With the Stadia streaming service from Google launching on November 19th for those with the Founder's Edition or Premiere Edition, they're finally revealing what will be available.
It will only have 12, yes 12, titles at launch and a few of them are sequels. They are: Assassin's Creed Odyssey, Destiny 2, GYLT, Just Dance 2020, Kine, Mortal Kombat 11, Red Dead Redemption 2, Thumper, Tomb Raider + Rise + Shadow and lastly Samurai Shodown.
The only title you will get included in the Stadia Pro subscription (three months free with the Founder/Premier Edition) is Destiny 2, all others you have to pay for. If you stop paying for Stadia Pro, you lose access to any free games claimed and only keep those you've paid for normally.
Google said more will be coming before 2019 is up like Borderlands 3, Darksiders Genesis, Dragon Ball Xenoverse 2 and more although the dates of them are "Subject to Change". You can see the announcement about them here.
This Debian Linux and Vulkan powered streaming service certainly has an uphill battle to win over gamers and this launch line up, honestly, doesn't seem all that great. With the leaks about Steam Cloud Gaming (#1, #2), Stadia may have an even bigger fight coming.
We have a Stadia Founder's Edition pre-ordered to cover it here, although our thoughts on how Stadia runs on Linux may be quite delayed as they ship it out based on order date. Checking back on it, ours is saying to be delivered by November 27th.
More interesting: what games on that list do not have working Linux ports yet? This could help answer the first of the two big questions - are games getting ports because of Stadia. The second question will have to wait a little more - whether those games release for Linux desktops or not.
1) Access to all games without having to buy individual titles, as most other streaming services.
2) Te ability to play any game available on your Steam account. (Steam client & games running through Stadia).
With the lack of content presented so far it looks more and more like this project will fail. I hope it will not since it could add so many positive technical things to the gaming industry.
It will be interesting to see how the future will develop, for Stadia and for similar competing services.
More interesting: what games on that list do not have working Linux ports yet?The only games on that list that do have a Linux version are the Tomb Raider games.
The only game that ships a Vulkan renderer on Windows is Red Dead Redemption 2.
Gylt even appears to be a Stadia-exclusive.
Last edited by Mohandevir on 11 November 2019 at 7:50 pm UTC
With the lack of content presented so far it looks more and more like this project will fail. I hope it will not since it could add so many positive technical things to the gaming industry.I disagree. I mean yes, it has some genuine advantages for multiplayer games since cheating should be impossible and there's going to no unreliable client<>server or client<>client sync (but in exchange you get input lag), and people don't have to pay the high entry fee for a console or gaming PC, but that's about where the advantages for the consumer end.
And Google, in their infinite wisdom, decided to not launch Stadia in any of the regions where the latter would actually matter.
Beyond that, it's really just a DRM fiesta. It might be a publisher's wet dream come true, but it sure as hell ain't one for me.
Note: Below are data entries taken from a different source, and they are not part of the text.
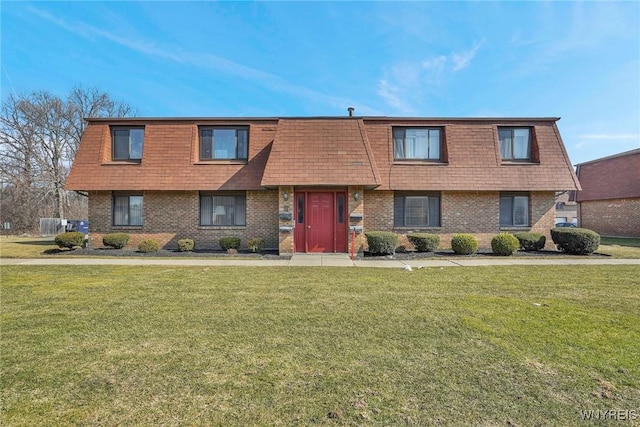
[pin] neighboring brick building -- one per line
(609, 202)
(307, 184)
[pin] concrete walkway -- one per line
(318, 260)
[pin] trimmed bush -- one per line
(504, 244)
(464, 244)
(424, 242)
(148, 245)
(227, 243)
(70, 239)
(256, 244)
(531, 241)
(186, 245)
(382, 242)
(576, 241)
(115, 240)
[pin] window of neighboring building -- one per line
(417, 144)
(514, 210)
(127, 209)
(515, 143)
(223, 209)
(224, 143)
(416, 210)
(127, 143)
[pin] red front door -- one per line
(320, 221)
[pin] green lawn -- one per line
(106, 346)
(43, 247)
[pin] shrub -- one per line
(504, 244)
(115, 240)
(382, 242)
(186, 245)
(577, 241)
(227, 243)
(70, 239)
(148, 245)
(531, 241)
(256, 244)
(464, 244)
(424, 242)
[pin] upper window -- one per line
(127, 209)
(416, 210)
(417, 143)
(224, 143)
(515, 143)
(514, 210)
(127, 143)
(223, 209)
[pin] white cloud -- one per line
(207, 61)
(408, 83)
(621, 139)
(462, 60)
(393, 95)
(434, 63)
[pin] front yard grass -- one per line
(107, 345)
(44, 247)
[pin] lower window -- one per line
(223, 209)
(127, 209)
(416, 210)
(514, 210)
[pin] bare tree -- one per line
(39, 136)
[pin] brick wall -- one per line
(477, 213)
(615, 217)
(170, 216)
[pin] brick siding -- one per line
(615, 217)
(170, 216)
(477, 213)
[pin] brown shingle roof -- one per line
(473, 158)
(170, 158)
(336, 151)
(613, 177)
(320, 152)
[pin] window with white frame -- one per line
(417, 143)
(128, 209)
(515, 143)
(225, 209)
(224, 143)
(127, 143)
(412, 209)
(514, 210)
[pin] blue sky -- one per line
(575, 60)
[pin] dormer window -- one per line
(515, 144)
(127, 143)
(224, 143)
(417, 143)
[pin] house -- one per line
(566, 207)
(310, 184)
(609, 202)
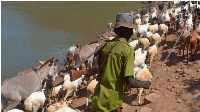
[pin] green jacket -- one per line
(109, 92)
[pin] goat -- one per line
(143, 74)
(192, 41)
(35, 101)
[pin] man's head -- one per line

Last edited by YoRHa-2B on 11 November 2019 at 8:10 pm UTC
On a different note, Just Dance definitely isn’t the kind of game I expected here. I feel like the slightest lag would ruin the experience.
And Google, in their infinite wisdom, decided to not launch Stadia in any of the regions where the latter would actually matter.
This! Totally this!!
That's my main reason why I think this will be another flop. It's not viable in third world countries (where low spec pcs would been benefit) and only avaliable in first world ones (where people can afford high end hardware, therefore, will have a better experience playing local)
The idea of streaming games it's not bad in concept and I believe it'll probably be the future of all software (for better or worse), but like VR, it's a technology "too soon to succeed"
And not a single one I'm interested in. Which saves me the FOMO, I guess.
The price and content of the subscriptions ensures i will never feel FOMO also i bc i dont believe fomo is a thing and if it has become a thing we need to destroy social media now.
And not a single one I'm interested in. Which saves me the FOMO, I guess.
The price and content of the subscriptions ensures i will never feel FOMO also i bc i dont believe fomo is a thing and if it has become a thing we need to destroy social media now.
Oh, poor innocent. It was a thing before social media even existed, it just didn't have a catchy acronym.
TBH I can see the devs porting those games to Linux without releasing the desktop version for a few reasons: Denuvo not present on Linux, their clients: Origin, UPlay...etc are Windows only, and then there's support costs for an additional platform, with Stadia they can get away with all of that.
Are they for real?
Who are they expecting to win over with that?